There is weight in the argument being offered by the opposition that the cable was sent on March 7 and why no action was taken on it till its waiving by the Prime Minister on March 27.

The opposition believes it is a crude attempt to influence the process of no-confidence motion, which is a purely constitutional course to oust a government.

It is also evident from the official press release issued after meeting of the NSC that the forum did not accept the proposition of the government that the cable or the threat is, in any way, linked to the vote of no-confidence or the existence of any foreign-funded conspiracy to dislodge the elected government.

We believe that the issue stands resolved after handing over demarche to the acting US envoy in the light of deliberations of the NSC and it must not be pushed further as it has the potential to backfire as well.

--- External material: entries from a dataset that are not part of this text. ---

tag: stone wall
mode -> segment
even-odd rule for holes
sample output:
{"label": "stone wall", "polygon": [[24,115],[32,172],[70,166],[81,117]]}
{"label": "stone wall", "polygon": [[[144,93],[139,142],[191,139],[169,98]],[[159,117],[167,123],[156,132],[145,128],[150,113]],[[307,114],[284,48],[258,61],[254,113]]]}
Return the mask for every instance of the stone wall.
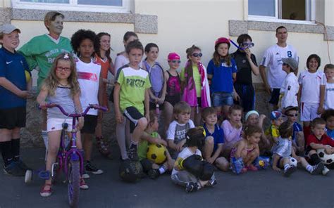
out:
{"label": "stone wall", "polygon": [[[255,108],[260,114],[264,114],[268,117],[269,105],[268,105],[268,100],[269,96],[264,91],[261,84],[254,84],[254,87],[256,89]],[[21,131],[21,145],[25,147],[44,146],[41,136],[41,112],[37,106],[36,97],[27,100],[27,125],[26,128],[23,129]],[[110,141],[111,145],[116,145],[117,142],[116,139],[113,105],[110,103],[110,112],[106,112],[103,119],[103,134]],[[267,126],[269,123],[269,119],[266,119],[265,126]]]}

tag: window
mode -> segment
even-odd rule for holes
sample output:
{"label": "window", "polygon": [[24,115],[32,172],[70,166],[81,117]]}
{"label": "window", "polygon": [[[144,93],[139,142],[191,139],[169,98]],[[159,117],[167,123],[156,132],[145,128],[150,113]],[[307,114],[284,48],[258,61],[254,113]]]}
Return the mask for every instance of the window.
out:
{"label": "window", "polygon": [[248,0],[249,20],[309,22],[314,20],[314,11],[315,0]]}
{"label": "window", "polygon": [[133,0],[12,0],[13,8],[130,13]]}

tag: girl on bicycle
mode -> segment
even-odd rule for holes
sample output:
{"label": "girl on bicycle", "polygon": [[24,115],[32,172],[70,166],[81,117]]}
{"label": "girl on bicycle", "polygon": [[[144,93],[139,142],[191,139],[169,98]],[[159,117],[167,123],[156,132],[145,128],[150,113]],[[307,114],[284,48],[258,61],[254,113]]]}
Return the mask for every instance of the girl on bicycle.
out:
{"label": "girl on bicycle", "polygon": [[[82,113],[82,109],[80,101],[80,89],[77,79],[75,62],[73,58],[67,53],[58,56],[52,65],[50,73],[44,82],[37,101],[43,109],[48,103],[61,104],[66,112],[69,113]],[[67,117],[56,108],[47,109],[47,129],[49,136],[49,147],[47,156],[46,170],[51,172],[52,164],[56,162],[56,157],[59,149],[62,130],[62,124],[67,123],[67,131],[72,130],[72,119]],[[83,117],[80,117],[78,129],[83,126]],[[80,131],[77,132],[77,147],[83,155]],[[83,178],[80,178],[80,188],[87,189]],[[49,197],[52,193],[51,178],[45,181],[42,187],[40,195]]]}

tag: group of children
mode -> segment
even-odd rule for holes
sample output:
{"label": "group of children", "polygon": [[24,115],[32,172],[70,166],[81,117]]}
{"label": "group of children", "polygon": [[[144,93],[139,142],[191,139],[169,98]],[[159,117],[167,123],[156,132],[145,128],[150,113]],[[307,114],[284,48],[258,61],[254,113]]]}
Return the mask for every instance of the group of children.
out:
{"label": "group of children", "polygon": [[[63,19],[63,15],[56,13],[47,22],[51,37],[52,30],[56,32],[56,24]],[[25,124],[25,98],[30,96],[28,89],[31,88],[31,80],[27,82],[25,75],[25,71],[31,67],[24,56],[29,58],[32,54],[27,55],[30,51],[26,46],[20,49],[23,56],[16,51],[19,29],[5,25],[0,32],[0,149],[5,171],[22,176],[28,167],[20,160],[19,131]],[[237,42],[239,53],[245,53],[247,57],[249,73],[256,72],[255,58],[249,51],[252,38],[242,34]],[[325,67],[326,77],[318,72],[320,58],[316,55],[307,59],[309,70],[302,72],[297,82],[293,73],[297,67],[295,60],[282,60],[283,70],[288,75],[281,91],[281,111],[271,113],[272,124],[264,131],[266,116],[252,109],[247,98],[239,95],[235,89],[234,81],[240,78],[237,74],[237,64],[229,53],[228,39],[221,37],[216,41],[207,69],[201,62],[201,49],[194,45],[187,48],[187,63],[180,73],[180,56],[178,53],[169,53],[170,68],[161,70],[156,62],[158,46],[151,43],[144,48],[132,32],[124,35],[125,51],[118,55],[115,65],[109,57],[110,35],[107,33],[97,35],[91,30],[80,30],[73,34],[70,44],[70,51],[59,51],[49,70],[39,72],[44,73],[39,77],[37,100],[40,107],[45,108],[46,104],[51,102],[59,103],[68,112],[78,113],[89,103],[110,108],[106,84],[111,82],[107,79],[108,72],[111,72],[115,79],[110,98],[113,103],[120,159],[139,160],[151,178],[172,171],[172,181],[185,186],[187,192],[192,192],[216,184],[214,166],[223,171],[232,168],[237,174],[257,171],[260,167],[254,162],[260,155],[269,155],[273,156],[273,169],[283,169],[287,176],[295,170],[291,157],[312,174],[326,175],[329,171],[320,162],[316,150],[325,148],[328,154],[334,152],[334,111],[330,109],[334,103],[331,96],[334,67]],[[144,54],[147,58],[142,60]],[[299,100],[295,100],[297,93]],[[302,106],[298,108],[299,100]],[[245,110],[234,105],[235,101],[250,108],[247,108],[244,122]],[[323,106],[328,110],[323,112]],[[304,134],[297,122],[299,110],[305,124]],[[160,115],[160,110],[163,115]],[[318,118],[321,113],[325,120]],[[58,109],[48,109],[46,115],[46,169],[51,171],[59,148],[61,124],[65,120],[68,124],[68,131],[73,126]],[[78,119],[77,127],[80,132],[77,147],[85,158],[85,170],[80,178],[82,189],[88,188],[84,180],[89,177],[87,172],[103,173],[91,162],[94,134],[97,134],[99,150],[106,157],[111,154],[101,137],[102,116],[101,112],[89,110],[87,115]],[[163,128],[159,131],[161,117]],[[305,131],[310,121],[312,134]],[[145,152],[149,143],[168,147],[164,162],[159,164],[147,160]],[[51,193],[51,180],[49,179],[40,194],[47,197]]]}

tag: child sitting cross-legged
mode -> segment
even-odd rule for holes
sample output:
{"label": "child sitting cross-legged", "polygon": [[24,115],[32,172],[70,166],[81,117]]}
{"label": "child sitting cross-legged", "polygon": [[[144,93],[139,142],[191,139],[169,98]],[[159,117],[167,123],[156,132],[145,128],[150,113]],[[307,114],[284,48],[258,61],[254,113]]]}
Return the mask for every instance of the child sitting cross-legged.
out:
{"label": "child sitting cross-legged", "polygon": [[[292,135],[293,124],[289,121],[283,122],[279,128],[280,136],[276,145],[273,148],[273,169],[280,171],[284,169],[284,176],[287,177],[296,170],[297,163],[301,163],[302,167],[311,174],[319,174],[323,169],[321,162],[314,166],[310,165],[303,157],[297,156],[292,148],[291,136]],[[292,157],[291,157],[292,156]]]}
{"label": "child sitting cross-legged", "polygon": [[138,143],[138,157],[144,171],[150,178],[155,179],[161,174],[171,171],[175,160],[171,157],[167,149],[166,149],[166,160],[162,164],[156,164],[147,159],[147,152],[149,144],[160,144],[165,147],[167,146],[166,141],[162,139],[157,132],[159,129],[158,117],[153,112],[150,112],[149,118],[151,119]]}
{"label": "child sitting cross-legged", "polygon": [[211,164],[215,164],[222,171],[227,171],[230,168],[228,161],[221,157],[224,143],[224,131],[217,124],[217,112],[214,108],[207,107],[202,112],[206,136],[203,148],[204,157]]}
{"label": "child sitting cross-legged", "polygon": [[171,179],[177,185],[185,187],[187,193],[217,183],[214,167],[202,160],[199,148],[203,145],[205,131],[202,127],[190,129],[186,135],[186,148],[178,155]]}

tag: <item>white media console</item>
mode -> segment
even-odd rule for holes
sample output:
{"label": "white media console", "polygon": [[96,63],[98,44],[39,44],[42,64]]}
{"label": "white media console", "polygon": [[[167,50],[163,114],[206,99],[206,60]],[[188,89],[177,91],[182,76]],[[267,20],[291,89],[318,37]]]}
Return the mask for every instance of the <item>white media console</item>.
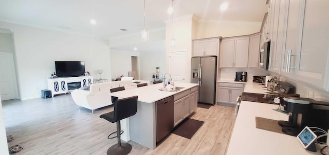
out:
{"label": "white media console", "polygon": [[88,86],[93,83],[92,76],[48,79],[48,89],[51,95],[66,93],[70,90]]}

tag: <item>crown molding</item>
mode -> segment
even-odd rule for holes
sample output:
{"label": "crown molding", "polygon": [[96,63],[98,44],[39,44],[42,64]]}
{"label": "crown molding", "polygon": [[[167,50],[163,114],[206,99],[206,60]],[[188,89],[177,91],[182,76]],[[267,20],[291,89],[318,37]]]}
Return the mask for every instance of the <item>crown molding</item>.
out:
{"label": "crown molding", "polygon": [[0,28],[0,33],[12,34],[12,30],[9,30],[9,29],[5,29]]}
{"label": "crown molding", "polygon": [[262,22],[248,21],[236,21],[236,20],[214,20],[200,19],[198,23],[214,23],[214,24],[243,24],[244,25],[259,25],[262,24]]}

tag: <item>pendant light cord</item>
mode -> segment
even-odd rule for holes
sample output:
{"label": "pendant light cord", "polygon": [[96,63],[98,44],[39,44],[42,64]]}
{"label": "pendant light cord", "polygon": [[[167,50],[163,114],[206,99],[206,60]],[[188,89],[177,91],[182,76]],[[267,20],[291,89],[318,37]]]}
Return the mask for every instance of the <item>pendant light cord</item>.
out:
{"label": "pendant light cord", "polygon": [[145,28],[145,0],[144,0],[144,29]]}
{"label": "pendant light cord", "polygon": [[[145,0],[144,0],[145,1]],[[171,8],[173,8],[172,15],[172,26],[173,26],[173,39],[174,38],[174,0],[171,0]]]}

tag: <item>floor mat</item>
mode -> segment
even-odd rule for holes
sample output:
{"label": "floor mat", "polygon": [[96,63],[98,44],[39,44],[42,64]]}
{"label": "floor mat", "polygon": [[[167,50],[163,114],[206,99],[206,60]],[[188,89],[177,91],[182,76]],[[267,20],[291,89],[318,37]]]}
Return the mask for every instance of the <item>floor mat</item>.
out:
{"label": "floor mat", "polygon": [[175,127],[173,134],[191,139],[205,122],[187,118]]}
{"label": "floor mat", "polygon": [[211,106],[211,105],[210,104],[206,104],[199,103],[197,103],[197,107],[198,107],[209,109]]}

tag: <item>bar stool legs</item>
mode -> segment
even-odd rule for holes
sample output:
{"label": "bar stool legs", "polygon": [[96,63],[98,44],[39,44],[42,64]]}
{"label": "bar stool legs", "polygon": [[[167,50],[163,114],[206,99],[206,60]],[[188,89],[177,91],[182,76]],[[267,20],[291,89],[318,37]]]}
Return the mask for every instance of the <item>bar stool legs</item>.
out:
{"label": "bar stool legs", "polygon": [[117,154],[126,155],[132,150],[132,145],[126,143],[121,143],[121,126],[120,121],[117,122],[117,137],[118,139],[118,144],[112,145],[107,149],[106,152],[107,155]]}

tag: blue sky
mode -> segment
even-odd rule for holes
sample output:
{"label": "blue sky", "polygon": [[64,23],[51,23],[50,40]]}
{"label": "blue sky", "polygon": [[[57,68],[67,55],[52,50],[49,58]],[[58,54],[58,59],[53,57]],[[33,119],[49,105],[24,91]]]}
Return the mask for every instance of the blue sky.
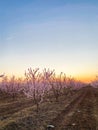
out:
{"label": "blue sky", "polygon": [[97,0],[0,0],[0,73],[98,73]]}

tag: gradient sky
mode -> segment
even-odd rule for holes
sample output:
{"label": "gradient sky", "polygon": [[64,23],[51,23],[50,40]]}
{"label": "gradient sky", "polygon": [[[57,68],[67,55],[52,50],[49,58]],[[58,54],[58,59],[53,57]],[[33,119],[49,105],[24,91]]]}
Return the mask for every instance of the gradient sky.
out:
{"label": "gradient sky", "polygon": [[0,73],[28,67],[95,77],[98,1],[0,0]]}

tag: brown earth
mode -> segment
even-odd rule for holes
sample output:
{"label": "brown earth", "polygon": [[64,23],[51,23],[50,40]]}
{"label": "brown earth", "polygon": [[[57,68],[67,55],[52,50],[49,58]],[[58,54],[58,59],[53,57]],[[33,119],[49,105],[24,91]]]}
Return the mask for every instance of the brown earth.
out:
{"label": "brown earth", "polygon": [[98,130],[98,88],[87,86],[52,100],[43,102],[39,113],[32,100],[0,100],[0,130]]}

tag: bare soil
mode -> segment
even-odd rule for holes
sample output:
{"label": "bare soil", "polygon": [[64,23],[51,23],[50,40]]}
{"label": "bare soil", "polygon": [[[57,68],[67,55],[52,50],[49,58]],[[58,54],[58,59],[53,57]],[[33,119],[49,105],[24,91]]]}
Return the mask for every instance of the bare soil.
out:
{"label": "bare soil", "polygon": [[43,102],[38,113],[32,100],[2,98],[0,130],[98,130],[98,88],[87,86],[60,96],[59,102]]}

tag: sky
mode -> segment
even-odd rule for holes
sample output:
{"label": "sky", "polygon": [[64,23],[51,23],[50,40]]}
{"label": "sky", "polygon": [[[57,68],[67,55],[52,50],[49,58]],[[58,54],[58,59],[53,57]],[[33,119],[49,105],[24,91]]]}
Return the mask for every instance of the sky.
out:
{"label": "sky", "polygon": [[98,74],[97,0],[0,0],[0,73]]}

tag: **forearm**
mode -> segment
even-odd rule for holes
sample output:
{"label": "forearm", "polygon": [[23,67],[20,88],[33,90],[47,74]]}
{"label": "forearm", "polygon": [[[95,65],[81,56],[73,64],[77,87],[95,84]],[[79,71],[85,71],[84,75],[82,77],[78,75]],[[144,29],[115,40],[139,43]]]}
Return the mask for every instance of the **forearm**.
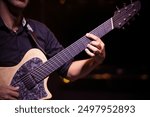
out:
{"label": "forearm", "polygon": [[75,61],[71,64],[67,77],[71,80],[77,80],[86,77],[100,62],[96,62],[95,59],[85,59]]}

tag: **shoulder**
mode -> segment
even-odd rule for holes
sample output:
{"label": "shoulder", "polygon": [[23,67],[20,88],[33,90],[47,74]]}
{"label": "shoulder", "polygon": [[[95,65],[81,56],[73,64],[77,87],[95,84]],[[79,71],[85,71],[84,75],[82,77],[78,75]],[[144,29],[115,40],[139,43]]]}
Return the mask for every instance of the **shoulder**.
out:
{"label": "shoulder", "polygon": [[49,31],[49,28],[40,21],[34,19],[27,19],[27,22],[31,26],[31,28],[33,28],[33,30]]}
{"label": "shoulder", "polygon": [[27,19],[28,24],[31,26],[33,31],[40,37],[47,37],[50,35],[54,35],[53,32],[46,26],[43,22],[34,20],[34,19]]}

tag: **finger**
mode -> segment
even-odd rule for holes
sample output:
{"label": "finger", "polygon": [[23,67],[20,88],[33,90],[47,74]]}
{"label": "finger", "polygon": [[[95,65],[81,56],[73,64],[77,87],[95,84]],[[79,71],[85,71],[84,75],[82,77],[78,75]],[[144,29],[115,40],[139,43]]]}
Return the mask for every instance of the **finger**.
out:
{"label": "finger", "polygon": [[95,56],[95,54],[94,53],[92,53],[89,49],[85,49],[85,52],[89,55],[89,56],[91,56],[91,57],[93,57],[93,56]]}
{"label": "finger", "polygon": [[101,41],[101,39],[100,39],[98,36],[94,35],[94,34],[86,33],[86,36],[87,36],[88,38],[90,38],[90,39],[95,40],[95,41],[97,41],[97,40],[100,40],[100,41]]}
{"label": "finger", "polygon": [[93,53],[100,51],[97,47],[95,47],[95,46],[93,46],[91,44],[88,44],[87,48],[90,49],[91,51],[93,51]]}
{"label": "finger", "polygon": [[17,91],[10,91],[9,95],[11,97],[18,98],[19,97],[19,92],[17,92]]}
{"label": "finger", "polygon": [[19,87],[13,87],[13,86],[8,86],[8,89],[12,90],[12,91],[18,91]]}

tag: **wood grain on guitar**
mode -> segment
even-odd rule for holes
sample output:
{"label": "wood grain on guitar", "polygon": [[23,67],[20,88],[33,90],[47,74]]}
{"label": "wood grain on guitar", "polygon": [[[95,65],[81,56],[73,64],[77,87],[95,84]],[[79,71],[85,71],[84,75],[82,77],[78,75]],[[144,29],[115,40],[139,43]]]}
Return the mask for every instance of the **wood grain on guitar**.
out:
{"label": "wood grain on guitar", "polygon": [[[125,25],[138,13],[140,8],[139,1],[133,2],[116,11],[113,17],[90,33],[101,38],[111,30]],[[90,41],[83,36],[49,60],[39,49],[31,49],[18,65],[0,67],[0,83],[19,86],[20,100],[50,99],[52,95],[47,88],[48,76],[83,51]]]}

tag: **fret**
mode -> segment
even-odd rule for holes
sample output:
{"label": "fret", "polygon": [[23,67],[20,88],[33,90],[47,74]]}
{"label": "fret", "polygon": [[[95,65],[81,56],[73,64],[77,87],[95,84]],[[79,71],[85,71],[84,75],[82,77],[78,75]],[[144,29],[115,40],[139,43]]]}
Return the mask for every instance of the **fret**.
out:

The option of no-confidence has been on the table of the opposition for the last many months and there is nothing unusual in exercising this constitutional option to remove the government.

It is also not appropriate to dub opposition leaders as traitors as none of them ever compromised on the core national interests.

It is an open secret that Mian Nawaz Sharif was both threatened (with dire consequences) and offered a lucrative package by the United States to dissuade him from detonating Pakistan’s nuclear device in 1998 when India carried out nuclear tests for the second time but he stood firm and did what the national interests demanded.

Similarly, Benazir Bhutto brought missile technology to the country, which has assumed critical position in the delivery system for conventional and nuclear war-heads, and both Asif Ali Zardari and MNS played their part aggressively to make the concept of China-Pakistan Economic Corridor (CPEC) a reality.

It is, in fact, during the tenure of the present government that the work on almost all CPEC-related projects slowed down and even completed projects like Islamabad airport Metro Bus project and Orange Train Lahore have not been made fully operational even after four years.

No Pakistani would differ with Imran Khan when he talks about pursuing an independent foreign policy but neutrality or independent foreign policy should not mean a massive tilt towards the other side and that too at huge economic and financial costs.

Let Foreign Office maintain a balance in relations with all countries and their job should not be made difficult by emotional outbursts or actions motivated by domestic political developments.

There is also a view point that the policy of the government to delay the process of no-trust move even at the cost of constitutional deviations did not suit the ruling party as things became complicated further for it with the passage of every day.

Now let the process culminate in a peaceful and orderly manner as chaos, instability and uncertainty is not in the interest of the country.